Sulz · Gemeinderat

Höhere Mauern, neue Dämme und Spundwände gegen Überflutung

Die Vorkehrungen zum Hochwasserschutz wurden am Montag vorgestellt. Das Gremium hatte viele Fragen an die Ingenieure.

18.11.2019

Von Cristina Priotto

Großflächige Überflutungen im Sulzer Stadtzentrum mit Wasser, das bis zu zwei Meter hoch steht: Die Berechnungen für ein 100-jährliches Hochwasser, die Michael Rosport und Theresa Himmelsbach von BIT aus Karlsruhe am gestrigen Montagabend dem Gemeinderat vorstellten, sorgten für Nachdenken, auch wenn die letzten großen Hochwasser in Sulz 1970 und 1978 schon längere Zeit zurückliegen.

Das Büro ließ in die Planungen die Ergebnisse der Flussgebietsuntersuchung des Büros Wald und Corbe von 2015 und 2017 einfließen. Bei einem HQ100 würden die bestehenden Dämme und Ufermauern an 45 Prozent des Neckars in der Innenstadt überflutet. Als Gegenmaßnahme regten die Ingenieure zwischen dem Holzsteg und dem Unteren Wuhr eine Sohleintiefung auf 1,3 Kilometern Länge auf 70 Zentimeter Tiefe an. Von einer Aufweitung im Bereich des Wöhrds und einer Einbeziehung des vierten Durchlasses an der Waldhornbrücke rieten die Experten hingegen ab.

15 Standorte am Oberen Neckar wurden auf eine mögliche Eignung für den Bau von Rückhaltebecken untersucht, doch reiche das Volumen dort nicht aus, erklärte Daniel Elsässer vom Regierungspräsidium Freiburg.

Anlandungen bei Waldhornbrücke

Als Lösung bleiben somit nur Dämme und höhere Mauern. Himmelsbach empfahl diese, da HQ100-Hochwasser auch in kürzeren Abständen erfolgen könnten und das Schadenpotenzial in Sulz auch aufgrund der ufernahen Bebauung sehr hoch sei.
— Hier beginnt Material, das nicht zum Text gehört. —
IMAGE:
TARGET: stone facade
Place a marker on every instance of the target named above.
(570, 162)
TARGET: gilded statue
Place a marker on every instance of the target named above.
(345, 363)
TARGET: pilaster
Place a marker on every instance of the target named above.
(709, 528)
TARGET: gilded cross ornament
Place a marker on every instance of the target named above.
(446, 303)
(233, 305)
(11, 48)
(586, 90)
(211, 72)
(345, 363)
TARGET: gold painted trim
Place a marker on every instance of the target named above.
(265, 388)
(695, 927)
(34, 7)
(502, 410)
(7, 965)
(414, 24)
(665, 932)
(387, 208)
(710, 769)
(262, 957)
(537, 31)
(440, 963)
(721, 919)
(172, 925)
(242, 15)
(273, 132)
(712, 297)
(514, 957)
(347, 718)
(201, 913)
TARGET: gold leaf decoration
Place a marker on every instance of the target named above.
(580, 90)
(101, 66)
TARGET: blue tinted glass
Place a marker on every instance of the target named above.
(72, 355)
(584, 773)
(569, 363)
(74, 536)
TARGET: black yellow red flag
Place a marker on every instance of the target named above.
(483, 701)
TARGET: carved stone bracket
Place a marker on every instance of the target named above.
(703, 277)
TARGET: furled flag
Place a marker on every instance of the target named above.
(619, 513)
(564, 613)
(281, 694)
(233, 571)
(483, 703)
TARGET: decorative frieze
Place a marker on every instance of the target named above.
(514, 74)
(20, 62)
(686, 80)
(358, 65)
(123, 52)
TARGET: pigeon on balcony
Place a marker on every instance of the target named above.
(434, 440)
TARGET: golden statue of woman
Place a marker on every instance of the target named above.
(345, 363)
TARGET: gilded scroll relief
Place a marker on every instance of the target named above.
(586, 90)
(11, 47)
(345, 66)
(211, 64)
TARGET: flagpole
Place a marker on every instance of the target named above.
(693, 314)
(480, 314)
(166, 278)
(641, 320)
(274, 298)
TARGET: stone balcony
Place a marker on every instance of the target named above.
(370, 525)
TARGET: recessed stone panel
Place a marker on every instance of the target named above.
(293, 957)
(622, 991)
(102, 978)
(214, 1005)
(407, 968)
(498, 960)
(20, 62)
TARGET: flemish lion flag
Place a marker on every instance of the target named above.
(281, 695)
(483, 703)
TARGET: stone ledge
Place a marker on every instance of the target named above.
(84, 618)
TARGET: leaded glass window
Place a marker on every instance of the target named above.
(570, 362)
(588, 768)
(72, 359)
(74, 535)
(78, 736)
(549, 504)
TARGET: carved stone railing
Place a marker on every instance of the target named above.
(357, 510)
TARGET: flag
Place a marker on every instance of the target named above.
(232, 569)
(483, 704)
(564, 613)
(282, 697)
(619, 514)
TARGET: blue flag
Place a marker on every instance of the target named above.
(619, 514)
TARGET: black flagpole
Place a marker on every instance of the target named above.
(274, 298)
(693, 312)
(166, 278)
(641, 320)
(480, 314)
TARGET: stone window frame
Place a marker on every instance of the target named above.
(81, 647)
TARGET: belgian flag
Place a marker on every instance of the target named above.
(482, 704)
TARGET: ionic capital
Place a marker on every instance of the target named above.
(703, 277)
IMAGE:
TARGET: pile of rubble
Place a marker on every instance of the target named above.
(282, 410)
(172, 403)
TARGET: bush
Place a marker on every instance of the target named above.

Zudem ist die Vorwarnzeit von der Alarmierung in Rottweil an mit nur vier bis fünf Stunden sehr kurz.

Die geotechnischen Untersuchungen haben ergeben, dass die Böschung sehr stark geneigt ist und die Hochwasserschutzdämme sehr stark bewachsen sind. Erschwerend hinzu kommt, dass die Deiche sehr wasserdurchlässig sind. Über den Zustand der Ufermauern ist wenig bekannt.

Bezüglich der hydraulischen Untersuchungen reicht laut den Ingenieuren eine reduzierte Sohleintiefung bei der Waldhornbrücke aus. Zudem müssten dort die Ablagerungen entfernt werden.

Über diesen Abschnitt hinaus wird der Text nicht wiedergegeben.